Helen had seen this play out before. Humans had a look about them before they died and her dear friend had it now. "I'll be ready."
"Wait – before you go – how are my little shields holding up?" There was a twinkle in his eye.
Helen smiled warmly. She knew another individual whose love for their work eclipsed any form human affection. "Your shield is alive and well," she promised.
He seemed relieved. They were his parting gift to science. "Tesla won't be happy when he finds his fingerprints are all over the code." It was like having a child to a lover you don't know about.
"He'll live," Helen shrugged. "He's always complaining that no one ever gives him enough credit. If this works out, he'll have so much credit that his oversized ego will explode out of his chest like something from Alien."
Maurice shook his head at the immortal creature. It used to vex him that she always the same except for those sad eyes of hers. Every year they darkened and even now, when he looked at her he saw something not quite human staring back at him.
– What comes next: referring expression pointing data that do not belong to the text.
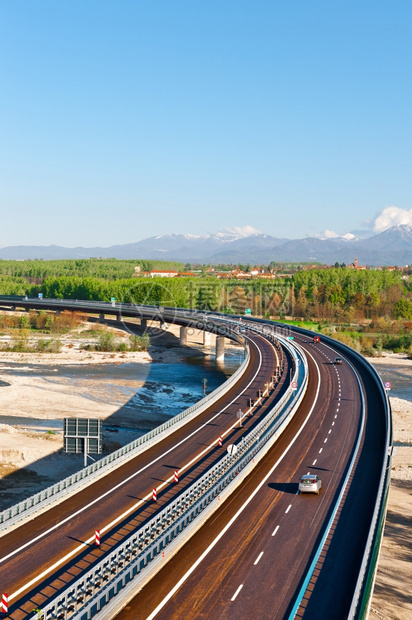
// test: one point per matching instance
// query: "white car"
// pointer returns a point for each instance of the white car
(310, 483)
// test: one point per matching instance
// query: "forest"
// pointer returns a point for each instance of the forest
(369, 309)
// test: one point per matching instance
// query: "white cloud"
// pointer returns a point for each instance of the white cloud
(392, 216)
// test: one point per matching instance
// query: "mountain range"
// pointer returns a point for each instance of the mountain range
(390, 247)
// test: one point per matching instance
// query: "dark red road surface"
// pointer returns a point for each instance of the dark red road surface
(256, 568)
(69, 528)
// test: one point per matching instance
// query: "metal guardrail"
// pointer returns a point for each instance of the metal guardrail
(71, 484)
(84, 598)
(364, 587)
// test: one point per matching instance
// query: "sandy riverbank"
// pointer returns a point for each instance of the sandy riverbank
(391, 597)
(29, 459)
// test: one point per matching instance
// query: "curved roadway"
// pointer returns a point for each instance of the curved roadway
(44, 555)
(254, 556)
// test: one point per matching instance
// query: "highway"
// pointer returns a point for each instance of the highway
(252, 558)
(47, 553)
(268, 552)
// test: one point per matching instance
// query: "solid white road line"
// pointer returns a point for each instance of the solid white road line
(237, 592)
(258, 558)
(238, 513)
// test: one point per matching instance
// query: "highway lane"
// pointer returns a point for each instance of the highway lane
(255, 568)
(32, 548)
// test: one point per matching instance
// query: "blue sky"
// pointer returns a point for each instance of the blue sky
(123, 119)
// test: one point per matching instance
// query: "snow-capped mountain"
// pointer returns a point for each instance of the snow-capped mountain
(243, 245)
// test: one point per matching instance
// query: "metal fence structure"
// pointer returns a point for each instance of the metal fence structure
(71, 484)
(132, 559)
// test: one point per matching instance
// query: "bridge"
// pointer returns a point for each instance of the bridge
(231, 522)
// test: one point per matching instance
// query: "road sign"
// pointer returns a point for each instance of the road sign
(82, 435)
(231, 449)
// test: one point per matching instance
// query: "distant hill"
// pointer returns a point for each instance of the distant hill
(391, 247)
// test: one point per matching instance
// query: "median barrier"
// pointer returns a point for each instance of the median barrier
(59, 491)
(131, 565)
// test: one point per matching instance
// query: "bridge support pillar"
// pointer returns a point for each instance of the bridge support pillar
(207, 338)
(220, 348)
(183, 336)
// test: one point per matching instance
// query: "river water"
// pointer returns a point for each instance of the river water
(146, 394)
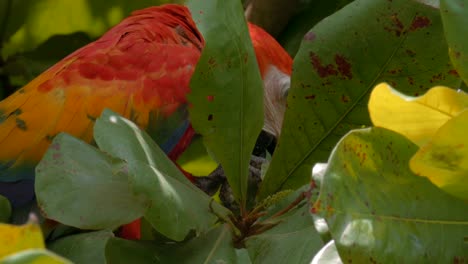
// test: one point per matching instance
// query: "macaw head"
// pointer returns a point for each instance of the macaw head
(275, 67)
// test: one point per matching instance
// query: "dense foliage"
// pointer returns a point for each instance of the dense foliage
(371, 165)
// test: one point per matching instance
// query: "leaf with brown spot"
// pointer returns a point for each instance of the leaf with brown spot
(384, 212)
(455, 18)
(351, 53)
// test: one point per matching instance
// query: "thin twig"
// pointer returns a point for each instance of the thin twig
(299, 199)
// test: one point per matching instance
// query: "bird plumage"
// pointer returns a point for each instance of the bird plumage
(141, 69)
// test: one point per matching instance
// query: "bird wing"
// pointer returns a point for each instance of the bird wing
(140, 69)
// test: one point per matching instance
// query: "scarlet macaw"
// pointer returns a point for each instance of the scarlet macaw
(141, 69)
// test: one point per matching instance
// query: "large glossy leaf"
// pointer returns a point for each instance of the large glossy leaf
(18, 238)
(83, 248)
(455, 18)
(417, 118)
(212, 247)
(34, 256)
(227, 94)
(379, 211)
(82, 187)
(311, 12)
(340, 60)
(444, 159)
(293, 240)
(175, 205)
(30, 22)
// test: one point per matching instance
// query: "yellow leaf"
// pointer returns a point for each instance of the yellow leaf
(17, 238)
(34, 256)
(417, 118)
(444, 159)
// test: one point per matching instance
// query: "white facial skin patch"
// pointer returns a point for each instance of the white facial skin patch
(277, 85)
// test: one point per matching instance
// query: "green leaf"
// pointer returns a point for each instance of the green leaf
(5, 210)
(455, 18)
(212, 247)
(175, 205)
(227, 93)
(340, 60)
(328, 254)
(83, 248)
(34, 256)
(79, 186)
(310, 13)
(293, 240)
(31, 22)
(378, 210)
(196, 160)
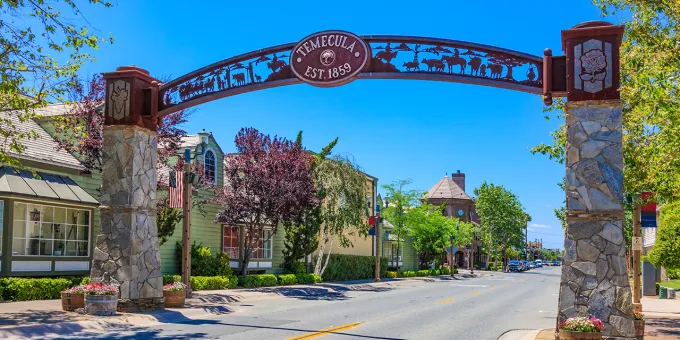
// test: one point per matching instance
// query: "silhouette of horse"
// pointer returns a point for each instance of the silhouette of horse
(433, 64)
(276, 64)
(474, 65)
(451, 61)
(240, 79)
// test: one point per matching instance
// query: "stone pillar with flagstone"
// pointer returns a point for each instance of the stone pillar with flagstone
(594, 273)
(127, 249)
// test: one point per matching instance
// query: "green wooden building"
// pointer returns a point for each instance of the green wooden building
(48, 209)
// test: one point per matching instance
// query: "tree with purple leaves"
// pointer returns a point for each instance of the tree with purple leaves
(268, 183)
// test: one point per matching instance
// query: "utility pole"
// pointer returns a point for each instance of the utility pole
(637, 247)
(186, 223)
(377, 242)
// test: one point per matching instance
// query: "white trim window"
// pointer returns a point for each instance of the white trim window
(44, 230)
(210, 164)
(261, 250)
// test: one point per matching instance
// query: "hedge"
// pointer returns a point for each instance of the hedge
(287, 279)
(205, 282)
(254, 281)
(343, 267)
(26, 289)
(308, 278)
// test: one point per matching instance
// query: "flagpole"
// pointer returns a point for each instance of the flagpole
(186, 223)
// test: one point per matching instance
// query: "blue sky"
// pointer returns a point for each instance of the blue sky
(394, 129)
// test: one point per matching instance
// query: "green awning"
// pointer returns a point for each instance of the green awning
(42, 185)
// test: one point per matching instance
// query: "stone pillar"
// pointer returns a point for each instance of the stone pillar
(127, 249)
(594, 273)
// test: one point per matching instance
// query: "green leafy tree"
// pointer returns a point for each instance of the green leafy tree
(344, 209)
(666, 251)
(401, 202)
(502, 215)
(302, 237)
(650, 69)
(42, 47)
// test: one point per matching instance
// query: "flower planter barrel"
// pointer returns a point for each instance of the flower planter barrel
(639, 329)
(71, 302)
(572, 335)
(174, 299)
(101, 304)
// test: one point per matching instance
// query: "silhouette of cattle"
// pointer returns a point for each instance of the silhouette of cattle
(453, 60)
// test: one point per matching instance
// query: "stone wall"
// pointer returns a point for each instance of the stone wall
(126, 250)
(594, 272)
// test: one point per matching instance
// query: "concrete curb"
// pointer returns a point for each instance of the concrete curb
(104, 324)
(520, 334)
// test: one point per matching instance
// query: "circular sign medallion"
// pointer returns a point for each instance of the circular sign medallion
(329, 58)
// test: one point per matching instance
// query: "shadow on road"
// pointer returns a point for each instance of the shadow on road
(216, 298)
(35, 316)
(659, 326)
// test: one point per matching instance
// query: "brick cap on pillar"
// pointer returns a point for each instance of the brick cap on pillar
(131, 72)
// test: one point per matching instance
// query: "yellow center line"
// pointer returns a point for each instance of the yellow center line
(326, 331)
(445, 301)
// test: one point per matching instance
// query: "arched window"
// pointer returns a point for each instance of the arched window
(210, 166)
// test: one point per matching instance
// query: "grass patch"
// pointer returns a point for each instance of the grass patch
(674, 284)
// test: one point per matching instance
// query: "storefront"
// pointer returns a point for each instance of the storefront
(46, 224)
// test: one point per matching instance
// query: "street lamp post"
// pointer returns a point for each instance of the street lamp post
(453, 238)
(377, 243)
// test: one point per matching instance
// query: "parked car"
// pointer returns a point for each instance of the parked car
(525, 265)
(514, 266)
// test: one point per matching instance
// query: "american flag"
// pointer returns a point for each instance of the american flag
(176, 190)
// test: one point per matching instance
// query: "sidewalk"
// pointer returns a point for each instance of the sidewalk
(662, 322)
(39, 319)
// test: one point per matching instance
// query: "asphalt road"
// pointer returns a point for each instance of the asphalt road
(474, 308)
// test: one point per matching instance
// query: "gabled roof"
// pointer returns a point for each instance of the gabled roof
(43, 148)
(446, 188)
(42, 185)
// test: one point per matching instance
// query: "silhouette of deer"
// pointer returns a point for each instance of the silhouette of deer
(496, 70)
(386, 55)
(453, 60)
(412, 66)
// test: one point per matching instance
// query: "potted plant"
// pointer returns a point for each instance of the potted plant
(59, 250)
(581, 328)
(638, 320)
(174, 294)
(101, 299)
(73, 298)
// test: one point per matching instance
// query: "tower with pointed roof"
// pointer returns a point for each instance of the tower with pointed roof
(451, 191)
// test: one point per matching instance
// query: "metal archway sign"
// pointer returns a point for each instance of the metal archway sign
(594, 276)
(333, 58)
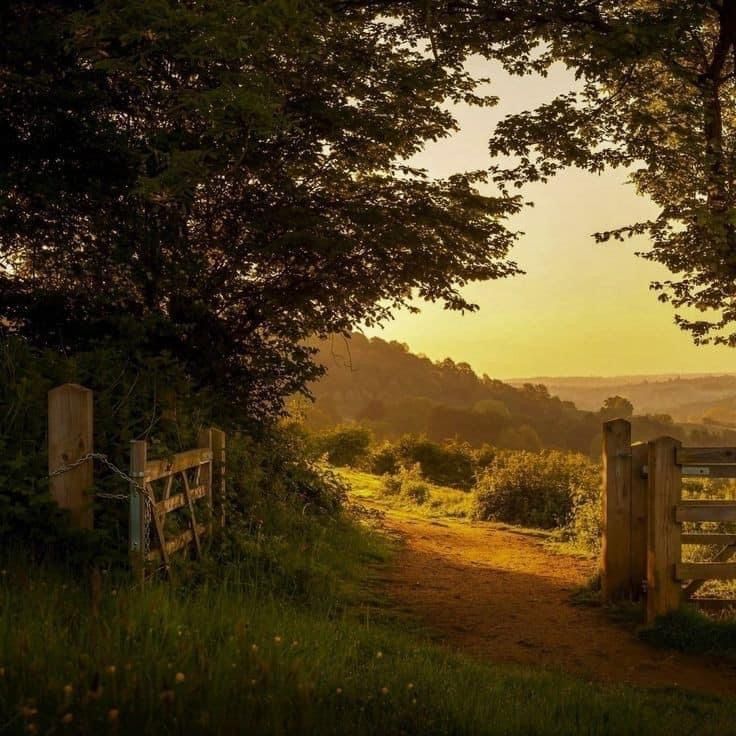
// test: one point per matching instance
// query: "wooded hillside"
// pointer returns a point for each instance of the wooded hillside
(384, 386)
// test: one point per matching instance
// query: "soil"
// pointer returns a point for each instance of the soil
(494, 592)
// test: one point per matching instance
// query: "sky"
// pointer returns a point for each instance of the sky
(582, 309)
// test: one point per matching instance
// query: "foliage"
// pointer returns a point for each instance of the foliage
(655, 94)
(222, 180)
(258, 647)
(449, 464)
(409, 483)
(383, 459)
(135, 397)
(615, 407)
(688, 630)
(344, 445)
(535, 489)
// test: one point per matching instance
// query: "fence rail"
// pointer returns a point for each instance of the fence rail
(190, 482)
(643, 516)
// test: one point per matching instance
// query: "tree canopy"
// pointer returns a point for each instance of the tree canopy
(220, 180)
(655, 93)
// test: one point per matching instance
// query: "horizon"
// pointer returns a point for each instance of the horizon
(581, 306)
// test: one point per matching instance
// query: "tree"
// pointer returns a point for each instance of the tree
(219, 181)
(654, 93)
(615, 407)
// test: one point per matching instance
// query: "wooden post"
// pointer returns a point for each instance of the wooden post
(663, 535)
(70, 429)
(137, 529)
(218, 469)
(639, 503)
(616, 548)
(207, 471)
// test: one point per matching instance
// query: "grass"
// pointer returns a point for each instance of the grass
(443, 501)
(691, 631)
(283, 634)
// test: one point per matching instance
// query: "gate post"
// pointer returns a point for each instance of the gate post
(639, 515)
(616, 546)
(663, 535)
(70, 437)
(138, 530)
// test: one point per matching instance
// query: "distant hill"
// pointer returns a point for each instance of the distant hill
(687, 398)
(385, 386)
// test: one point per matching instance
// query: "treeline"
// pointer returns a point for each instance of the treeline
(391, 391)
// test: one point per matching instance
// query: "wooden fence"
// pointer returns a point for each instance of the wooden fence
(184, 482)
(644, 511)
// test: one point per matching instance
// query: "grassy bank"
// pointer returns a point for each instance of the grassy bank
(284, 635)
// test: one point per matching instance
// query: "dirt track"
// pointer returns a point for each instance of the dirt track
(498, 593)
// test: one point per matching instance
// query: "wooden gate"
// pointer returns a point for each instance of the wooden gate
(162, 487)
(643, 516)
He'd been meaning to ask if there wasn't a touch of vampire in her blood. "You are and always were a terribly liar," he whispered. "Better that you say nothing at all, my dear."
His shields were dying.
"I'm an optimist," she corrected.
A shaking hand held up an envelope. "From Edwards," Maurice whispered. "There are no more Newtons left for you to rely on," he warned Helen. "We've all but died out. Thirty-two generations. You've seen us through."
That thought seemed to trouble her too much. Helen vanished, sinking into the shadows of his room.
Maurice had chosen to die in his study, surrounded by the flickering holograms of a thousand books he'd meant to read over the years. It was a strange thought that one only had to flick a switch and everything he'd built here would vanish into darkness. Empty shelves. A warm crackle from a pretend fire projected onto the table in front of his chair. He could understand Magnus's distaste for the current world. It was fragile.
"Mike..." Maurice lifted his head at the sound of his grandson approaching.
"Who has upset you?" Mike frowned instantly at the tears sliding between the creases on Maurice's face. "Was it her again?"
"The young have too much spirit and not enough sense," Maurice sighed, lifting his hand gently to his grandson. "Your father knew when to cool his heels."
"My father is dead."
"Of that I am aware..." Maurice replied sternly. "He died protecting the one thing he truly believed in – he died well."
Mike pulled back, something sinister creeping into his eyes. "I know. I've heard the story a million times. Cascade wasn't worth dying for. Between the Cabal and the government, what's left for us? We're the kid at the party who just won't go home. It's embarrassing."
Maurice reached forward and grabbed Mike by his shirt, pulling him close with a dying surge of strength. "Cascade is your legacy," he gasped, already the words expiring on his lips.
"Then why do you keep me at arm's length? Ever since Magnus came back into your life you've pushed me aside. I'm your only family – so why does that woman have our secrets?"
"You misunderstand entirely, my boy," Maurice ached for the fire beside him to burn a fraction more. His limbs were growing cold and stiff. "Our family are the caretakers of her secrets."